High Court of Justice, 2 March 2018, GPF GP v. the Republic of Poland, [2018] EWHC 409

The High Court of Justice sets aside an investment arbitration award as the tribunal interpreted an underlying investment treaty too narrowly when it declined jurisdiction over certain claims.

The award on jurisdiction dated 15 February 2017 was rendered in SCC arbitration seated in London, under the Treaty between Poland, Belgium and Luxembourg (the “BIT”).

The BIT provides for arbitration over “…disputes relating to expropriation, nationalization or any other similar measures affecting investments, and notably the transfer of an investment into public property, placing it under public supervision as well as any other deprivation or restriction of property rights by state measures that lead to consequences similar to expropriation.”

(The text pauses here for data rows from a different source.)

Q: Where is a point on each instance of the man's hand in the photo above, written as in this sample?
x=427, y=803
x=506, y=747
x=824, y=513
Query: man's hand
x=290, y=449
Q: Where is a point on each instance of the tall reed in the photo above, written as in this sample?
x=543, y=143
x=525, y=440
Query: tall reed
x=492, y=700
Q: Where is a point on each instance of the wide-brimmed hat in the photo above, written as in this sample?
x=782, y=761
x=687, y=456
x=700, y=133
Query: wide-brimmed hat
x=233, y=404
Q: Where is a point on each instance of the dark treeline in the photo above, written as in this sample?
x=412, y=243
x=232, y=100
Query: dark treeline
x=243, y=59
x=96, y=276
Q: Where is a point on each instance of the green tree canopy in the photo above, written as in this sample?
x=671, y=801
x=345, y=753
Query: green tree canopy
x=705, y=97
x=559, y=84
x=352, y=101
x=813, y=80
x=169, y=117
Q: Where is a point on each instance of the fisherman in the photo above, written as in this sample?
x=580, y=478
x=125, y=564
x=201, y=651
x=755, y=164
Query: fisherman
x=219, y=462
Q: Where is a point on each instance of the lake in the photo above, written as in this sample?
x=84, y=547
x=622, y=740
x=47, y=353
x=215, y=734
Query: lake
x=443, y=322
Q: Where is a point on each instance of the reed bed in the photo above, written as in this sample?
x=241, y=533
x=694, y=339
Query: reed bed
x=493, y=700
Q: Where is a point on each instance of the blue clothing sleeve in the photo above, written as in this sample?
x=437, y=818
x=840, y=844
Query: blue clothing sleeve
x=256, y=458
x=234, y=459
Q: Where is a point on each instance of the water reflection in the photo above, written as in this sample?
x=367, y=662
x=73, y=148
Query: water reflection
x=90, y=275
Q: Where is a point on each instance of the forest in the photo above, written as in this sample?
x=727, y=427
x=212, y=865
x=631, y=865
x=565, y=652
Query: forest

Griffin, a Luxembourg-based private equity group, invested in real estate in Poland. In interpreting the BIT arbitration agreement, the Tribunal’s jurisdiction was limited to considering whether the decision of the Warsaw Court of Appeal of 19 December 2014 had effects similar to an expropriation. The decision in this case ended Griffin’s real property rights on the basis of the delay in construction caused by the impediments of construction by Poland. Thus, the Tribunal excluded from its appreciation the claim for the breach of fair and equitable treatment and other aspects of indirect expropriation (measures prior to the court’s decision).

Justice Bryan sets aside the award and decides that the Tribunal has jurisdiction over all the claims pursuant to investment arbitration practice.

The issues of conformity of the BIT with EU law were not addressed.